I was working for a Government agency and due to deadlines I needed to work at home on some data, prior to a major announcement of funding. I had a 'master spreadsheet' from which I was producing the result letters (not as straightforward as that sounds). Rather than use the work's VPN (slow) I put the spreadsheet and templates on a USB stick. You can probably guess where this is going now.

So, yes, I did the work at home and then lost the USB stick. I searched, panicked, searched again etc and assumed it had dropped out of my pocket on the train. If someone had found the stick and knew what they were looking at, then a huge amount of confidential and commercially sensitive information would have been in the public domain.

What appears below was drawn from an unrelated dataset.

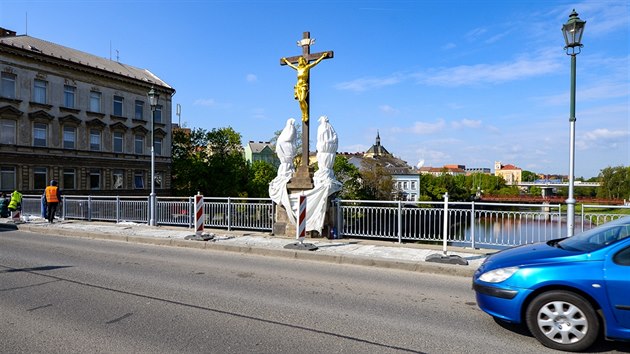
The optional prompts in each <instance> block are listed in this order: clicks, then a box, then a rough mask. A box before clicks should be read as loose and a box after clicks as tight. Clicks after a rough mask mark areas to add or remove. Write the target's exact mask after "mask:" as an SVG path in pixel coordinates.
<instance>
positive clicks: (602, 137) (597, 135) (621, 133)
mask: <svg viewBox="0 0 630 354" xmlns="http://www.w3.org/2000/svg"><path fill="white" fill-rule="evenodd" d="M628 135H629V133H628V131H623V130H622V131H612V130H608V129H605V128H601V129H595V130H593V131H590V132H587V133H585V134H584V136H583V137H584V139H586V140H588V141H593V142H595V141H598V140H614V139H619V138H623V137H626V136H628Z"/></svg>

I hardly slept for a couple of days and eventually told my line manager, who said we'd give it another day or two, but after that would need to go to senior management. Later that day or the next, while in a meeting, I became slouched in my chair and felt something dig in to my abdomen. The stick had got lodged in the top corner of the pocket of my trousers (wore jeans to work in that job) and I simply hadn't felt it there while frantically patting myself looking for it a day or two earlier. The relief went through me in waves - and, I imagine, through my manager as I showed her what I'd found.
Looking back, I was lucky to have such a great manager; I could easily have been subject to a disciplinary or worse. I don't work with confidential info much now - but unencrypyted memory is a no-no.